Inschriftenkatalog: Stadt Essen

Katalogartikel in chronologischer Reihenfolge.

DI 81: Stadt Essen (2011)

Nr. 184 Berlin, Staatliche Museen zu Berlin, Kunstgewerbemuseum 1573–1704

Beschreibung

Zeremonialstab (sog. Zepter Karls des Großen).1) Jaspis geschliffen, Silber getrieben, vergoldet, graviert. Die drei achtkantigen Schaftstücke und die Bekrönung in der gerippten Form eines Streitkolbens sind durch vier facettierte Knäufe verbunden.

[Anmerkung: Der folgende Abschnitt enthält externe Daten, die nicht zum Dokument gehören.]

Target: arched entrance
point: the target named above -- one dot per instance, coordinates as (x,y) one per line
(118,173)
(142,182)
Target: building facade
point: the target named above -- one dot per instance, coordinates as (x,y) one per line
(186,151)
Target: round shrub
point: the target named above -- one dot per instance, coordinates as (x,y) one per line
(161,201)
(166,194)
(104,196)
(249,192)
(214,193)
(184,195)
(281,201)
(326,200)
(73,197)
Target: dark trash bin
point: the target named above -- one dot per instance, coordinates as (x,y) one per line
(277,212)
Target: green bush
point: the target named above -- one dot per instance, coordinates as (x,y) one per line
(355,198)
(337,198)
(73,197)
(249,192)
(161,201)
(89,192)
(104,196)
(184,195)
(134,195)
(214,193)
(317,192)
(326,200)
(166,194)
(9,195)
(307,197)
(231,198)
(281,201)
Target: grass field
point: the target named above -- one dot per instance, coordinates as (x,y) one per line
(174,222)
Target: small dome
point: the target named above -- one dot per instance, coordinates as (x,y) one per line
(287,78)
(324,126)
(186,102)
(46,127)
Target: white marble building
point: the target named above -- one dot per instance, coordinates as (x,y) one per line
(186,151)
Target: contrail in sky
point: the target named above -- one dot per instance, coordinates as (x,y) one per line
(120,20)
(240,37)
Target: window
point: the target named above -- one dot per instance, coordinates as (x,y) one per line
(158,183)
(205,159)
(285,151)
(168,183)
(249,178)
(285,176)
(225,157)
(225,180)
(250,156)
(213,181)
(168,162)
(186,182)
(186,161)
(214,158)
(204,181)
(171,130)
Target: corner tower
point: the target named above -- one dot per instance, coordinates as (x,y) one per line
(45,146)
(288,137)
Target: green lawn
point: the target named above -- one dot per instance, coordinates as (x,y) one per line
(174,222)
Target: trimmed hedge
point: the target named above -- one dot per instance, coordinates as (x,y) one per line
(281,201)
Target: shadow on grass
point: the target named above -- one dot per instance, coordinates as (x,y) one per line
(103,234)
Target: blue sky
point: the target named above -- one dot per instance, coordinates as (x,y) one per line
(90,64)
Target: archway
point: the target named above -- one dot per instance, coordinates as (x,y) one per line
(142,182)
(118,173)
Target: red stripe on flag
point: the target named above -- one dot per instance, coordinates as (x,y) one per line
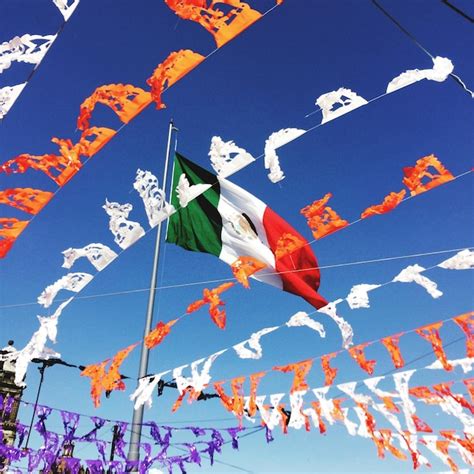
(304,283)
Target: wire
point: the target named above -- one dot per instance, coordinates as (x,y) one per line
(456,78)
(205,282)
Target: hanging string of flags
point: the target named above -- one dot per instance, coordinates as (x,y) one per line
(126,233)
(126,100)
(30,49)
(193,386)
(57,449)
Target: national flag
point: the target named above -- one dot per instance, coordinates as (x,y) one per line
(229,222)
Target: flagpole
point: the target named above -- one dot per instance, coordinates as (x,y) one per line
(136,429)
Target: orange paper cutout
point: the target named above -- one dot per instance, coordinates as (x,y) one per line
(329,372)
(10,229)
(322,219)
(443,447)
(431,334)
(244,267)
(389,203)
(287,244)
(466,323)
(102,136)
(444,390)
(126,100)
(357,353)
(26,199)
(391,344)
(415,175)
(234,403)
(420,425)
(386,440)
(469,383)
(157,335)
(222,26)
(317,409)
(211,297)
(301,370)
(101,380)
(170,71)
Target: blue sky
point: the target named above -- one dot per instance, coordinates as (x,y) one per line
(266,79)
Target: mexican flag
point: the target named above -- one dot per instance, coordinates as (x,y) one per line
(229,222)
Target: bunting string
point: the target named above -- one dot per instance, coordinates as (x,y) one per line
(126,100)
(30,49)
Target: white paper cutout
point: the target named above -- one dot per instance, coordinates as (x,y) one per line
(358,296)
(66,9)
(297,418)
(412,273)
(345,98)
(274,141)
(401,380)
(227,158)
(72,282)
(430,443)
(465,364)
(442,68)
(453,408)
(99,255)
(154,199)
(198,380)
(8,96)
(125,232)
(463,260)
(25,49)
(271,416)
(372,385)
(186,192)
(346,329)
(36,347)
(143,395)
(255,351)
(302,319)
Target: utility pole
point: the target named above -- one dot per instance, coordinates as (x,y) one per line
(134,449)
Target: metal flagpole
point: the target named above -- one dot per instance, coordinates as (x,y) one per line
(134,450)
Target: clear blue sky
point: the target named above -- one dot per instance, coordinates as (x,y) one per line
(266,79)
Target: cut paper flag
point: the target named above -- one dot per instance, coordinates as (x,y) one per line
(99,255)
(302,319)
(10,229)
(103,380)
(336,103)
(154,199)
(346,329)
(255,351)
(143,395)
(412,274)
(463,260)
(24,49)
(359,296)
(228,222)
(36,347)
(274,141)
(66,7)
(125,232)
(72,282)
(442,68)
(227,158)
(223,25)
(198,379)
(8,96)
(186,192)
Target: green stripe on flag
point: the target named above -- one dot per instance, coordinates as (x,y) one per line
(198,226)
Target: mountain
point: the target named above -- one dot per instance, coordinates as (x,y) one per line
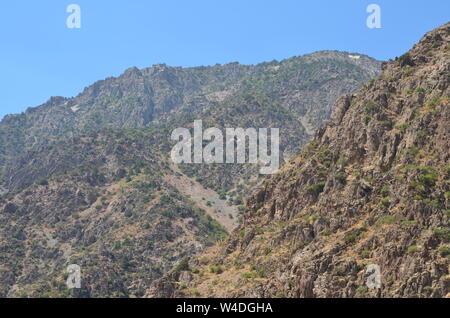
(88,180)
(370,192)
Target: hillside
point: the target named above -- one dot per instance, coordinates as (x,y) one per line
(87,180)
(372,188)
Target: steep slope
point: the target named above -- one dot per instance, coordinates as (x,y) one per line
(88,180)
(168,97)
(373,188)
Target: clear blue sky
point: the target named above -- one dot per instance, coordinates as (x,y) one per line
(40,57)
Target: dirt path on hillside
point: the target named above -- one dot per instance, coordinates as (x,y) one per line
(218,209)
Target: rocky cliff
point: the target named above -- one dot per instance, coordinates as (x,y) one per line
(88,180)
(371,191)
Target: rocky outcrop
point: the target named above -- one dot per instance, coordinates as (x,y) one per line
(363,211)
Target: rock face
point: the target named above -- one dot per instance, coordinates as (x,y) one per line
(87,180)
(370,194)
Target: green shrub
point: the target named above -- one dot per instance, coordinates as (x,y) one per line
(444,251)
(443,234)
(216,269)
(385,202)
(405,60)
(386,189)
(183,265)
(412,249)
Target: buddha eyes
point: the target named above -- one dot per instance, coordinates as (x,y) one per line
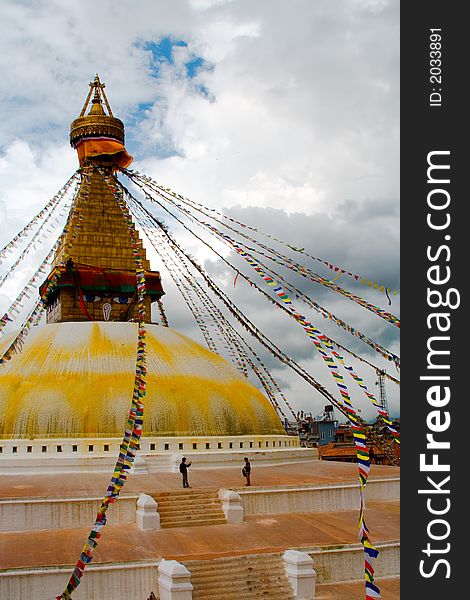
(121,299)
(116,299)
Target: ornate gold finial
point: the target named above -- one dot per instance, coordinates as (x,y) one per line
(96,123)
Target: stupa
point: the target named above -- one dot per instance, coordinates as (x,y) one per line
(64,401)
(65,398)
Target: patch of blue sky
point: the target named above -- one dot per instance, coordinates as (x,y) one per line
(162,51)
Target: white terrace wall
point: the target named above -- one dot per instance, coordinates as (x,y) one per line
(44,513)
(343,563)
(309,498)
(103,582)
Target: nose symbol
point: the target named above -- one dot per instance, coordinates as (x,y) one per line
(106,311)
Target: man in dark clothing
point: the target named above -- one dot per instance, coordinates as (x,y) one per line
(184,471)
(246,471)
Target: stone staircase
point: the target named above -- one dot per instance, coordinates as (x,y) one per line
(240,578)
(189,508)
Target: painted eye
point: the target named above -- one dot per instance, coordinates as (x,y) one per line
(122,299)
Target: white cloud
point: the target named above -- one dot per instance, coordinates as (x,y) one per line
(291,119)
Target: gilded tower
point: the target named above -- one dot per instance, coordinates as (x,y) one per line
(93,273)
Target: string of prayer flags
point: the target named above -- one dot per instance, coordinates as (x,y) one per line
(325,313)
(38,237)
(17,343)
(29,287)
(211,212)
(23,233)
(131,439)
(234,344)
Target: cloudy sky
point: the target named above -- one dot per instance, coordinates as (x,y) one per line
(285,115)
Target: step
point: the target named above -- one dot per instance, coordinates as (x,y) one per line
(189,513)
(191,518)
(250,594)
(185,505)
(188,492)
(240,577)
(247,569)
(199,523)
(232,562)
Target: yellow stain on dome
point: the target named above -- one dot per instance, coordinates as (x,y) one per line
(76,379)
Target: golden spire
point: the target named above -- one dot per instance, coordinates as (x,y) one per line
(96,123)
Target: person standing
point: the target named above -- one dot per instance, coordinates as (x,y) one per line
(246,471)
(184,471)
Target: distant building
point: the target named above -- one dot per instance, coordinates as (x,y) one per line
(319,430)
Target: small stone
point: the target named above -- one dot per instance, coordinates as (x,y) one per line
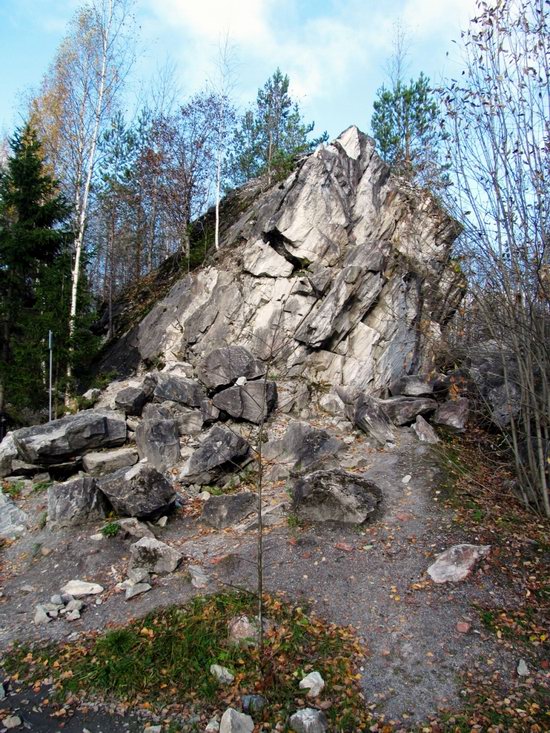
(81,588)
(199,579)
(222,674)
(136,590)
(308,720)
(12,721)
(253,704)
(234,722)
(314,683)
(523,669)
(41,616)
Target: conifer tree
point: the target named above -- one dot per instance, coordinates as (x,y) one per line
(33,264)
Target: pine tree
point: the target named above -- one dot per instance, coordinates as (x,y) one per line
(406,127)
(271,134)
(33,263)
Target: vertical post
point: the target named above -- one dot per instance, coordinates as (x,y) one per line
(50,347)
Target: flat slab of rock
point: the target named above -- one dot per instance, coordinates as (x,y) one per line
(13,521)
(222,451)
(302,446)
(252,401)
(158,441)
(60,440)
(335,496)
(453,414)
(222,367)
(76,502)
(224,511)
(154,556)
(456,563)
(403,410)
(79,588)
(140,491)
(98,463)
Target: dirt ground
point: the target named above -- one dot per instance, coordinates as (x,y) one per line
(373,578)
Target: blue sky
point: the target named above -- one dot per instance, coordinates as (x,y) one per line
(334,51)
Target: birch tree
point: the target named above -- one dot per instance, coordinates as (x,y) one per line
(77,97)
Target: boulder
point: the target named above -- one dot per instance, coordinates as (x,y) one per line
(424,431)
(154,556)
(413,385)
(158,442)
(234,722)
(262,260)
(366,413)
(403,410)
(335,495)
(132,399)
(221,452)
(453,414)
(223,511)
(140,491)
(59,440)
(76,502)
(457,563)
(99,463)
(189,420)
(8,454)
(308,720)
(13,521)
(302,446)
(252,401)
(173,388)
(222,367)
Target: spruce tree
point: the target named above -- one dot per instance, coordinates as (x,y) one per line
(33,265)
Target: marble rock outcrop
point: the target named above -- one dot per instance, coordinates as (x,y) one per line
(339,274)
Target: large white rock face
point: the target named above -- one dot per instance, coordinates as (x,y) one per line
(339,274)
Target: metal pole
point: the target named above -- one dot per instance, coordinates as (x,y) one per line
(50,346)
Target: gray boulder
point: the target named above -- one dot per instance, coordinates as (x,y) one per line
(140,491)
(154,556)
(158,441)
(302,446)
(252,401)
(453,414)
(132,399)
(336,495)
(169,386)
(99,463)
(403,410)
(308,720)
(412,385)
(190,420)
(13,521)
(224,511)
(221,452)
(222,367)
(366,413)
(76,502)
(424,431)
(70,436)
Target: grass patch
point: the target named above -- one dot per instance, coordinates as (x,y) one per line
(165,658)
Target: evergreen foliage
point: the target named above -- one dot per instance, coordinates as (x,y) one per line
(406,126)
(271,134)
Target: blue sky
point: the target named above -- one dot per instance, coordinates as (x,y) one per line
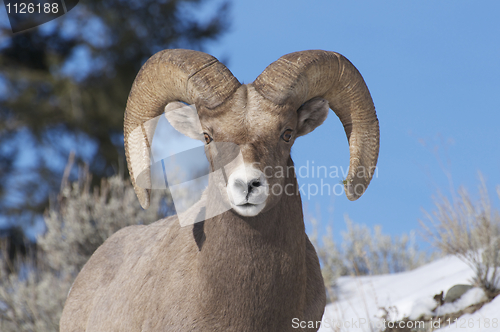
(433,70)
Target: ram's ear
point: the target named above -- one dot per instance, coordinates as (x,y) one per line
(311,114)
(184,118)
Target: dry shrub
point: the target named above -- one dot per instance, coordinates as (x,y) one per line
(32,294)
(469,229)
(364,251)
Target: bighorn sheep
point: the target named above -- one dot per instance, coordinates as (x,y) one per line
(251,268)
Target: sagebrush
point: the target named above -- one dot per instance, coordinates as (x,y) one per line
(32,294)
(469,229)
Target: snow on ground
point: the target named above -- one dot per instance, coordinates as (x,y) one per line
(364,301)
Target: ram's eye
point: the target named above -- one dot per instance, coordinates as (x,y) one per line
(287,135)
(208,139)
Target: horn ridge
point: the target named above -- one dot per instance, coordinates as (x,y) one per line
(300,76)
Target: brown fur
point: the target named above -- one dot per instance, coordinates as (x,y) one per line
(228,273)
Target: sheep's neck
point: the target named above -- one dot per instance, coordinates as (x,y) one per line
(255,265)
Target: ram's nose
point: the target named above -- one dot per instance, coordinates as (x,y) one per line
(247,189)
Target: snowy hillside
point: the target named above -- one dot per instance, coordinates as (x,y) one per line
(408,294)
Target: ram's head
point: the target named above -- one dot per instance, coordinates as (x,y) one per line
(261,120)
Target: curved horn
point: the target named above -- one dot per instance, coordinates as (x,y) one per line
(170,75)
(297,77)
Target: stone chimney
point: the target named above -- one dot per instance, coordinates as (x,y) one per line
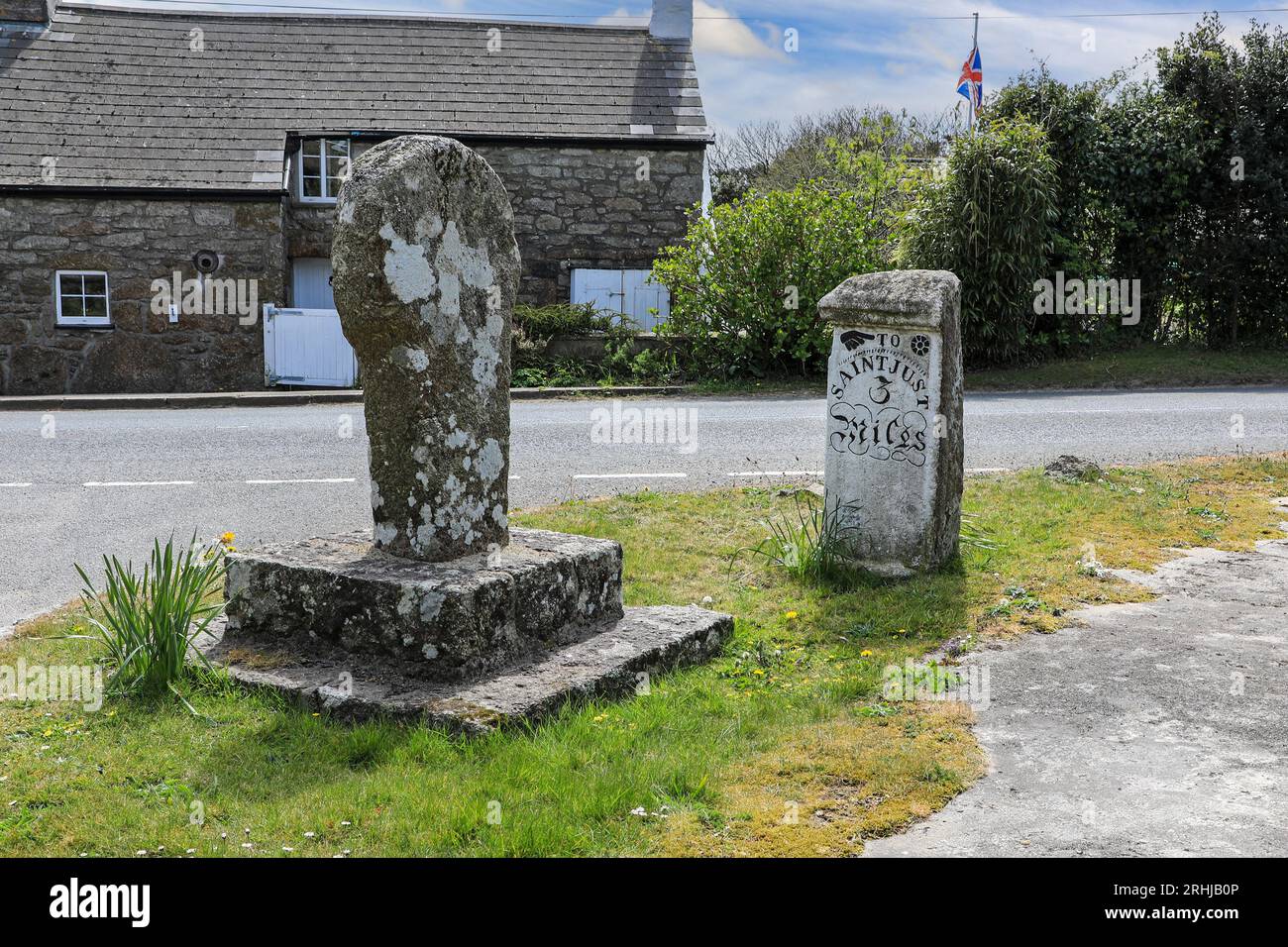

An dem Knauf der Handhabe ist ein kalottenförmiger Aufsatz aus Silber angebracht, in den das Monogramm Karls des Großen graviert ist. Den Abschluss des Stabs bildet eine Eichel aus Silber. Alle Teile sind durch einen Eisenstab verbunden, der durch die Längsachsen der Jaspisteile geführt und mit den Endstücken vernietet ist. Die Anschlussstellen zwischen den Steinschäften sind mit Zierstreifen aus vergoldetem Silber verdeckt, außerdem sind an den beiden mittleren Schäften Manschetten aus vergoldetem, graviertem Silber angebracht, um Bruchstellen zu stabilisieren. Der Zeremonialstab gelangte aus dem 1802 in Folge der Säkularisation aufgehobenen und an das Königreich Preußen gefallenen Kloster Werden zuerst an das Hohenzollern-Museum im Schloss Monbijou und im Anschluss an das Kunstgewerbemuseum Berlin.2)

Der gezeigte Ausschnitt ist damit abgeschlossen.